Bu lâfları duyunca hayretler içinde kalıyorum. Herifçioğulları gösterilerde biber gazı yemiş Reuters muhabirine benziyorlar. Bu halkı, bu milleti hiç mi tanıyamamışlar. İşte CHP'nin sittin sene iktidara gelemeyişinin altında da bu yabancılaşma yatıyor.
***
Son aylarda
Başbakan Erdoğan, çok büyük bir siyasî risk alarak
'görüşme süreci'ni başlattı. Aslında bu sürece, daha önce 1,5 yıl boyunca yürütülen etkin terörle mücadele sayesinde ulaşılmıştır. Bu süreçte, zaman ayarlaması, silâhların bırakılmaması, teröristbaşının muhatap alınması ve ana seçmen kitlesinin rencide edilmesi bakımından önemli hatâlar yapılmıştır. Bu yüzden inşaallah korktuğumuz başımıza gelmez. Bu tenkitlerimize rağmen, son aylarda terör saldırılarının durduğu ve kanın akıtılmadığı da sevindirici bir olgudur. Lâkin, bu başarıya rağmen,
AK Parti'nin özellikle ilk yapılacak olan mahallî seçimlerde oy kaybına uğrayacağı tahmin edilebilecektir.

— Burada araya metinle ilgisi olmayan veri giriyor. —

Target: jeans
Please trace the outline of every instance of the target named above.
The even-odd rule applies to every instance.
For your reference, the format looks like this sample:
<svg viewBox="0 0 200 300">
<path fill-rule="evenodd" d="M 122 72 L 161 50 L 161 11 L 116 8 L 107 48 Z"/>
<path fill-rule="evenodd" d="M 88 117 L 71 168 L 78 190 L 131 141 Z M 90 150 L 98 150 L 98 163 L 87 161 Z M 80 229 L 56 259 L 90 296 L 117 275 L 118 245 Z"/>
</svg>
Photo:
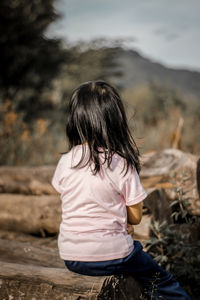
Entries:
<svg viewBox="0 0 200 300">
<path fill-rule="evenodd" d="M 88 276 L 129 274 L 144 287 L 147 299 L 191 300 L 173 276 L 161 268 L 134 240 L 134 250 L 126 257 L 96 262 L 65 260 L 73 272 Z"/>
</svg>

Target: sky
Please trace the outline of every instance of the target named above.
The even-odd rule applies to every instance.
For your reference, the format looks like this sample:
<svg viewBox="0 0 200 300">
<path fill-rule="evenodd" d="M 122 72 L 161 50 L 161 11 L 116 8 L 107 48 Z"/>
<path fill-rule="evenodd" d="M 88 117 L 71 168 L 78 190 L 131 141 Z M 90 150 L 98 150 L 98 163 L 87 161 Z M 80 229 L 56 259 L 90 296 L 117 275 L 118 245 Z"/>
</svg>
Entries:
<svg viewBox="0 0 200 300">
<path fill-rule="evenodd" d="M 126 47 L 153 61 L 200 71 L 200 0 L 58 0 L 56 9 L 50 36 L 128 38 Z"/>
</svg>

Ancak, artık kimler ve niçin tertip edildiği ortaya çıkan
'Gezi Parkı' olayları, tamamen ters tepmiş; hattâ görüşme süreci sebebiyle oy kaybına uğrayan
AK Parti'nin oylarını yeniden arttırmasına vesile olmuştur. Milletin büyük çoğunluğu
Recep Tayyip Erdoğan'a yöneltilen haksız ve çirkin saldırıların farkındadır ve
Başbakanlarının Orta Doğu'daki diktatörlerin yerine konulmasından hoşnut değildir.
Üstelik bu tertipler,
Türkiye'de antidemokratik vesayetlerin kaldırıldığı, uluslararası finans kuruluşlarının birbiri ardından
Türkiye'nin notunu yükselttiği; yarım asırlık
İMF borçlarının tamamen ödendiği ve
Türkiye'nin yıldızlaştığı bir dönemde yapılmaktadır.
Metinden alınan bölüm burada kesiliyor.